Rebel felt something. She paused. “What is that?”

Haven stopped. “What?” Then she felt it. “Rain! It’s starting to rain! Our Wandjina has come to our aid.”

Their ancestral spirit, associated with their totem animal, the wallaby. Wandjina were not all-powerful, but did what they could when they could. Now, just in time, theirs had acted.

“The drought is ending,” Rebel said. “Now we can survive on our own.”

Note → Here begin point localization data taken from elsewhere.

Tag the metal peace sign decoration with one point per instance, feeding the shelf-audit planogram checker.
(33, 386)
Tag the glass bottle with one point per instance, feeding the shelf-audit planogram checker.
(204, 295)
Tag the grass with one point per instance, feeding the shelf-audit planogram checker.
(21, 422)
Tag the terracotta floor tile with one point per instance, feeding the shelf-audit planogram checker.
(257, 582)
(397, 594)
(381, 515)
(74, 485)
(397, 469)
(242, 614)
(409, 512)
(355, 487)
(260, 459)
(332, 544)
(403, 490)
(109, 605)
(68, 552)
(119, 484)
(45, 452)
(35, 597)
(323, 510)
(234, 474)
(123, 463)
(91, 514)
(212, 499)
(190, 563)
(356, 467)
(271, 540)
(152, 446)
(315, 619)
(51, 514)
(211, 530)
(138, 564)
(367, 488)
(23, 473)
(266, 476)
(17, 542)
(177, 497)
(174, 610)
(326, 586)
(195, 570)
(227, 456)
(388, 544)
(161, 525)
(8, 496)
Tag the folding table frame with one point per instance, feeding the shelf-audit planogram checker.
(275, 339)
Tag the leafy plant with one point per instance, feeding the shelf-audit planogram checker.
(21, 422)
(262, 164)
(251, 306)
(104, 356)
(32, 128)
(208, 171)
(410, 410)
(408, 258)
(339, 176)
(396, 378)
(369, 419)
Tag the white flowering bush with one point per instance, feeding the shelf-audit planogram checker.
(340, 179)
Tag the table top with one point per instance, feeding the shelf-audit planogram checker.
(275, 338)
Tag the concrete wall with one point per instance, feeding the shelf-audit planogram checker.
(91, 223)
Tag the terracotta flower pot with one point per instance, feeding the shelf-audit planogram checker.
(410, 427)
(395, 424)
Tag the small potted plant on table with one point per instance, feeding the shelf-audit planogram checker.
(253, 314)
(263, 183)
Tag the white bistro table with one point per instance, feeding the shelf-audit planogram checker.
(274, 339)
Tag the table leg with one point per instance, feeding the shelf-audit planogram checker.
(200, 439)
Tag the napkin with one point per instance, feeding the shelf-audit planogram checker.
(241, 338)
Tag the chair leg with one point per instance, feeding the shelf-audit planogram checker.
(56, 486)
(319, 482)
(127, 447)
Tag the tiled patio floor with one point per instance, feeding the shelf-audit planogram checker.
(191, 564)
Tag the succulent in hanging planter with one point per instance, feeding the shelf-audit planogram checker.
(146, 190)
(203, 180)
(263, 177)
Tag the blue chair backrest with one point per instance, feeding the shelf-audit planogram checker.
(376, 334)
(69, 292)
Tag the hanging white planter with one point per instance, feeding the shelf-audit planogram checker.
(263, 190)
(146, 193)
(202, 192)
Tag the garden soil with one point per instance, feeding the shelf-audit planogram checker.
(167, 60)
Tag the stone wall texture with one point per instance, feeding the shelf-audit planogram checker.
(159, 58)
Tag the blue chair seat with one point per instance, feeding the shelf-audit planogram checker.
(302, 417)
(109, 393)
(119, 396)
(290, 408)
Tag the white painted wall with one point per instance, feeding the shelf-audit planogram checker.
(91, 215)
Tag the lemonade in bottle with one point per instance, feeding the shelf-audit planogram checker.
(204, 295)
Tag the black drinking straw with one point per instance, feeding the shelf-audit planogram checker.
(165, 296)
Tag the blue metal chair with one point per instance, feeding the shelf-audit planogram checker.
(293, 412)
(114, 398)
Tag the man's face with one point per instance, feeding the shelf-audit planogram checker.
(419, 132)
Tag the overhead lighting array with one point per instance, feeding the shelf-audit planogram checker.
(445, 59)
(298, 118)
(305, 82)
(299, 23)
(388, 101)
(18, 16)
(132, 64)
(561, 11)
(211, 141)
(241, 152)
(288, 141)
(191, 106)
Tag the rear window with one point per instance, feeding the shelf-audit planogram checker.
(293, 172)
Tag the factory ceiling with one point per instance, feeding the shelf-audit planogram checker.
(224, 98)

“On our own,” Haven agreed thankfully.

Images

We don’t really know the history or interpersonal relations of the Australian Aborigines before the white man took over their continent. But their diet and legends are as presented here. They did not have pottery or the bow and arrow, as these things seem to have been developed after they crossed to Australia, but did have the spear, atlatl, war club, and boomerang. They did not practice formal agriculture, but did preserve yam plants and spit fruit seeds into fertilized ground as described. So they understood the principles of planting and nurturing, and surely would have taken it farther had it been expedient. They did just fine, until the more advanced technology of the Europeans intruded.

Rebel’s dream visions were of two kinds: Dreamtime legends existing among various Aborigine clans, and re-creations of the ancestors of humankind. They were correct in essence, if not in detail; she tended to fill in details she knew in her present, such as dingo dogs, that had not been domesticated two million years before. She was tracing the development of her species, in her fashion, as she sought to recover her faculty of language.

The thing that most clearly distinguishes mankind from all other species on Earth is his giant brain, monstrous for a body his size. Theories for its development abound, and there may be no consensus, but the evidence is growing that it was symbolic language that powered the brain’s ascent. When our ancestors diverged from the chimpanzees, they started out with similar mental capacities. But Australopithecus may have stumbled on a better way to get along: the first organized verbal symbols. Many animals have verbal expressions for danger, pain, warning, comfort, alarm or whatever, and these can be considered symbols, as a cry of pain is not the pain itself. But they are fixed; the animals do not organize or manipulate them. They never say, “If you get bitten by a rattlesnake, you will be in pain.” They don’t have language. Neither did our ancestors, originally, but somewhere along the way they took the step that led to the first very simple language. It may have consisted of all proper nouns, with each significant tree or rock or path given its special name. It may have developed adjectives to qualify those nouns: the good berries, the bad leopard, making communication more flexible. They may have discovered prepositions: leopard in the berry patch, fruit under the tree. That may have led to verbs: the leopard is in the berry patch. We don’t know how it developed, just that it did. Slowly, over the course of millennia, of eons, true symbolic language developed. Because even the simplest language was immensely more complicated than mere animal sounds, it powered an enormous increase in the size of the brain. This in turn forced other significant compromises, such as the reduction of body fur and promotion of sweating as a cooling mechanism, because that burgeoning brain had to be cooled. But it was worth it, because with superior communication came superior intelligence and group organization, leading to the eventual conquest of the world by mankind. Appreciation of symbolism also brought the arts, including storytelling, which encouraged further development of language.

And so our species became what it is today, distinguished by its huge brain and its appreciation of all the arts, powered by the gradual development of ever more sophisticated language. There are no simple languages today, but there were two million years ago.